This film festival has been going for more than a decade, but you’d be forgiven for not being familiar with it. Your eyes have likely just passed over the word “seniors” when you saw it promoted, but this short season of films has a surprising range. There’s Nebraska, the most recent film from indie darling Alexander Payne, overlooked Stanley Kubrick period drama Barry Lyndon, and the Australian premiere of Before You Know It, an affecting documentary following the very different lives of three elderly gay men.
So is there an age limit to quality cinema? Festival programmer Roberta Ciabarra answers a resounding, “No”.
“You don’t want to be too prescriptive,” Ciabarra says. “The only thing a lot of our audience members have in common is that they’re in a particular age group. Obviously if there’s a hit Judi Dench or Maggie Smith film, that will probably make it in … but really, we want to appeal to anyone who has a discerning interest in cinema.”
While the line-up is full of interesting picks, Before You Know It is perhaps the most striking. Ty is an African-American senior gay activist. Robert is a flamboyant, drag-loving elderly bar owner. Dennis is a 70-something ex-soldier only recently out of the closet. They’re just three of an estimated 2.4 million LGBT seniors in the United States, and the film sees them reflect on their marginalised positions in society, both now and in the past.
"It’s the kind of thing that could just have easily shown at the Melbourne Queer Film Festival,” says Ciabarra. “I didn’t see it in the program there, and I thought it deserved an audience.”

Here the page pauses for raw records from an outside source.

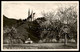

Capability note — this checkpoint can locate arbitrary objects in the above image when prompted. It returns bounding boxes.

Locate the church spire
[28,8,30,16]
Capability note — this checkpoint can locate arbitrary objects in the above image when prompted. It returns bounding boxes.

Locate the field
[3,43,77,49]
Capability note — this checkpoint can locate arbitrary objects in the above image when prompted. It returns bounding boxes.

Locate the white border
[1,1,79,51]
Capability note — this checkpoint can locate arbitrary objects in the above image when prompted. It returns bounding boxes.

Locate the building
[27,9,35,21]
[25,38,33,44]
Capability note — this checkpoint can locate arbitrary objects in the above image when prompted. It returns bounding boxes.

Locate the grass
[3,43,77,49]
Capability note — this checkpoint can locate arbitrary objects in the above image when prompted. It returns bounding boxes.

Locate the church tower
[28,9,30,16]
[27,9,35,21]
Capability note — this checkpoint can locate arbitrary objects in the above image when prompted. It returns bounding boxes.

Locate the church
[27,9,35,21]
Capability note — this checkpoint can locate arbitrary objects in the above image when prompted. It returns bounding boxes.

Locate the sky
[2,1,77,19]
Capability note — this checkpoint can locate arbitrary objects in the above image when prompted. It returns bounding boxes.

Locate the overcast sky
[2,1,77,19]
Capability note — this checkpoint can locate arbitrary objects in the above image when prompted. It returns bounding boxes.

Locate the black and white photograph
[1,1,79,51]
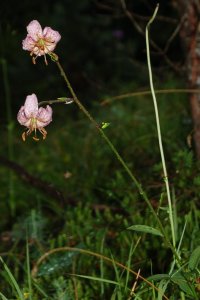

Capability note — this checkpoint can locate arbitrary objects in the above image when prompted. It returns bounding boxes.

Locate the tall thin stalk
[145,4,176,248]
[55,56,180,263]
[1,59,15,215]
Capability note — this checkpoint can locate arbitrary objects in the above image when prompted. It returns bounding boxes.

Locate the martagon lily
[17,94,53,141]
[22,20,61,65]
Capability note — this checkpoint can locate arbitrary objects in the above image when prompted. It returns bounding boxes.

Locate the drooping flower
[22,20,61,65]
[17,94,53,141]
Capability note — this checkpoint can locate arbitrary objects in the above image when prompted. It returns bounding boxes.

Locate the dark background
[0,0,183,118]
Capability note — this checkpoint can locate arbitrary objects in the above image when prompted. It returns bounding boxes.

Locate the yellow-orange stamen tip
[22,132,26,142]
[33,136,40,142]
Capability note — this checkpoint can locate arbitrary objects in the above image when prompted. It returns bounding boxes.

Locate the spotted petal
[37,105,53,128]
[24,94,38,118]
[27,20,42,41]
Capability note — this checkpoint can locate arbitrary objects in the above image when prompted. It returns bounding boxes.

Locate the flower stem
[146,4,176,248]
[1,59,15,216]
[55,60,179,261]
[38,97,74,106]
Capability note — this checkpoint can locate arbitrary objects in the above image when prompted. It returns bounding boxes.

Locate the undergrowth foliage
[0,2,200,300]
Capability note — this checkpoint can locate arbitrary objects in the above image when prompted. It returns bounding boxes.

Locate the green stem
[146,4,176,248]
[55,60,179,261]
[1,59,15,215]
[38,98,74,106]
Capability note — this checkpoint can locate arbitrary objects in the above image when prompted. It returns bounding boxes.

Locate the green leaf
[171,273,197,299]
[127,225,163,236]
[101,122,110,129]
[147,274,171,281]
[188,246,200,270]
[0,293,8,300]
[71,274,120,285]
[0,256,24,300]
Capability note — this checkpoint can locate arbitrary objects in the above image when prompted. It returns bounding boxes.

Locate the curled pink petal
[37,105,53,127]
[27,20,42,41]
[17,94,53,141]
[22,36,35,51]
[43,27,61,43]
[22,20,61,65]
[24,94,38,118]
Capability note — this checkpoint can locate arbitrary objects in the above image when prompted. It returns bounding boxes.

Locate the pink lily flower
[17,94,53,141]
[22,20,61,65]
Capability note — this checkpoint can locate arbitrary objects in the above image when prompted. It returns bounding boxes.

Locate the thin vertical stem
[1,59,15,215]
[55,60,180,262]
[146,4,176,248]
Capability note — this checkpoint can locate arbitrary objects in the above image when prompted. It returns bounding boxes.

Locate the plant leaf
[127,225,163,236]
[188,246,200,270]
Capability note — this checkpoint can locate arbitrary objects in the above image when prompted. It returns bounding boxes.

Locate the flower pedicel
[22,20,61,65]
[17,94,53,141]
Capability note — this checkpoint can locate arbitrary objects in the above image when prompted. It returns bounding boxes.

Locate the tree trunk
[174,0,200,159]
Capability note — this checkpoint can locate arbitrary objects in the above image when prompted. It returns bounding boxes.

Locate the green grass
[0,81,200,299]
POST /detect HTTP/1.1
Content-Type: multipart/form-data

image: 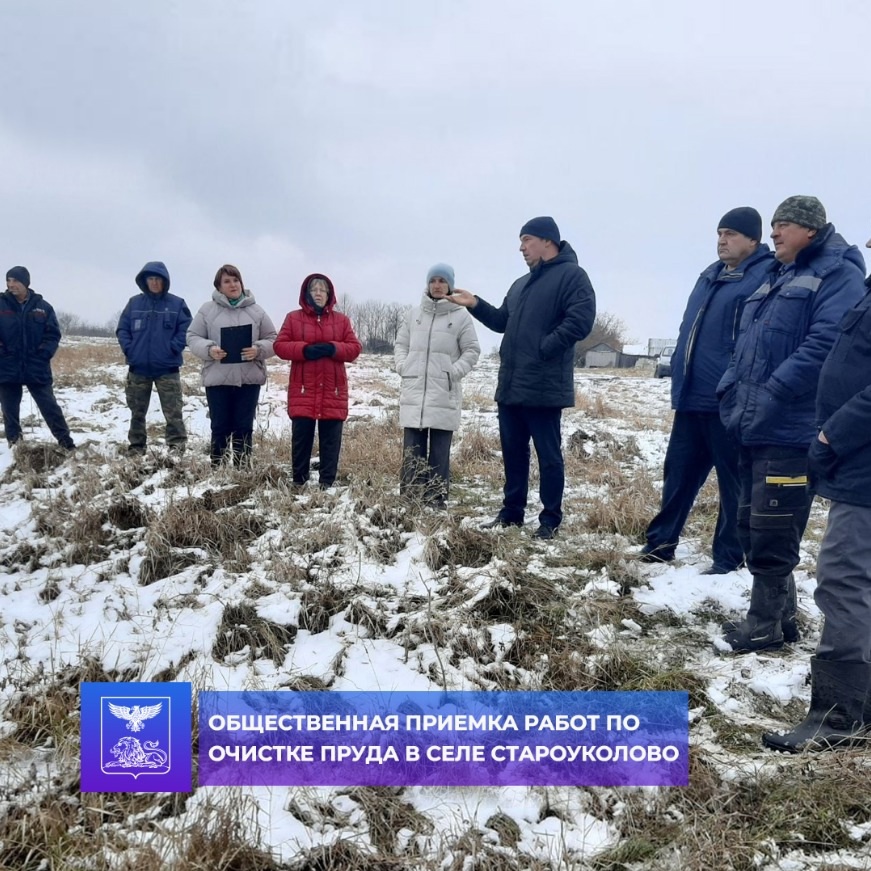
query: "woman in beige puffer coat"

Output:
[187,264,276,466]
[394,263,481,508]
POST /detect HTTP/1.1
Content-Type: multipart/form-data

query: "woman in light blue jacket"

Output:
[394,263,481,508]
[187,264,276,466]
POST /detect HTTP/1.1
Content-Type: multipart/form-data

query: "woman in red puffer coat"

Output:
[274,273,362,488]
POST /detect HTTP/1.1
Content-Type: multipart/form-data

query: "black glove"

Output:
[302,342,336,360]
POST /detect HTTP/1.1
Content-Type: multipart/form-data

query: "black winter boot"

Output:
[762,656,871,753]
[722,575,789,653]
[780,572,801,644]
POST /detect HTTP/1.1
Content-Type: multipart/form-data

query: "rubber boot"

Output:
[723,575,789,653]
[780,572,801,644]
[762,656,871,753]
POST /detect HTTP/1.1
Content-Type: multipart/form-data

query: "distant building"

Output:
[647,339,677,357]
[584,342,643,369]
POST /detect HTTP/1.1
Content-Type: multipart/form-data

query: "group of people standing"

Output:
[0,260,361,487]
[6,196,871,751]
[640,196,871,752]
[117,261,362,487]
[0,217,596,539]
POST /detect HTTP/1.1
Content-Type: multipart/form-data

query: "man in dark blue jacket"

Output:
[762,240,871,753]
[115,260,192,454]
[717,196,865,653]
[448,217,596,539]
[641,206,774,575]
[0,266,75,451]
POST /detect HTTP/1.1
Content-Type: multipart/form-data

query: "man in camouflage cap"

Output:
[717,196,865,653]
[762,239,871,753]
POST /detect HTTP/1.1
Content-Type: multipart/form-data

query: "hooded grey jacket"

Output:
[394,294,481,431]
[187,290,278,387]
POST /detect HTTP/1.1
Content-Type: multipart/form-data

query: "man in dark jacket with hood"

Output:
[641,206,774,575]
[115,260,192,454]
[0,266,75,451]
[447,217,596,539]
[762,240,871,753]
[717,196,865,653]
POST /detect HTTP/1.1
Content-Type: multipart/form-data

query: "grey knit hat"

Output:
[771,194,828,230]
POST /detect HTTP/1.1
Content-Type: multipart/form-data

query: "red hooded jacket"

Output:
[275,273,363,420]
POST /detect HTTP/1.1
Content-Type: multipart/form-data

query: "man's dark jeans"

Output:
[645,411,744,572]
[499,403,566,529]
[0,381,73,448]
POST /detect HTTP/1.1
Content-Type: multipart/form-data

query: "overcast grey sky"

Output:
[0,0,871,345]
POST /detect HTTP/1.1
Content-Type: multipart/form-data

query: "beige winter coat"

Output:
[394,294,481,431]
[187,290,277,387]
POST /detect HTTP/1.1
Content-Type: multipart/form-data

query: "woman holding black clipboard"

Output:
[187,264,276,466]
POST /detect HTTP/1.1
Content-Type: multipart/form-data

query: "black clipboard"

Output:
[221,324,254,363]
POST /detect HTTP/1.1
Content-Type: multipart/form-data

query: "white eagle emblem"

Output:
[108,702,163,732]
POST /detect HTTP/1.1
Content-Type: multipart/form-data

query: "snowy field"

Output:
[0,339,871,871]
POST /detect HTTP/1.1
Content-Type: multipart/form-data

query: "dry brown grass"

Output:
[593,747,868,871]
[581,460,660,539]
[212,603,297,665]
[340,413,402,486]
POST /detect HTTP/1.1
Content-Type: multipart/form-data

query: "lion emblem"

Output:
[106,735,169,768]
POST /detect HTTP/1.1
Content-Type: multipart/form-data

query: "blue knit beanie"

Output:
[426,263,454,290]
[6,266,30,287]
[520,215,560,245]
[717,206,762,242]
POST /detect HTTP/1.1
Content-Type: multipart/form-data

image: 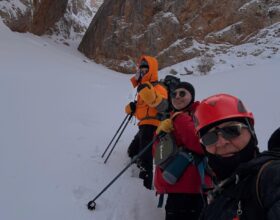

As if it isn’t already eclectic enough, the festival is also host to a pair of Charlie Chaplin classics, Modern Times and The Great Dictator, to mark the 100th anniversary of Chaplin’s Tramp persona. Ken Loach’s Spirit of ’45, a reflection on the social and political world of post-World-War-Two Britain, is showing, as is Sunshine on Leith, a Scottish musical based on the hits of The Proclaimers.
The Seniors’ Film Festival runs from October 5–10 at ACMI. Tickets are $5 for seniors, $13 for general admission. Bookings are recommended.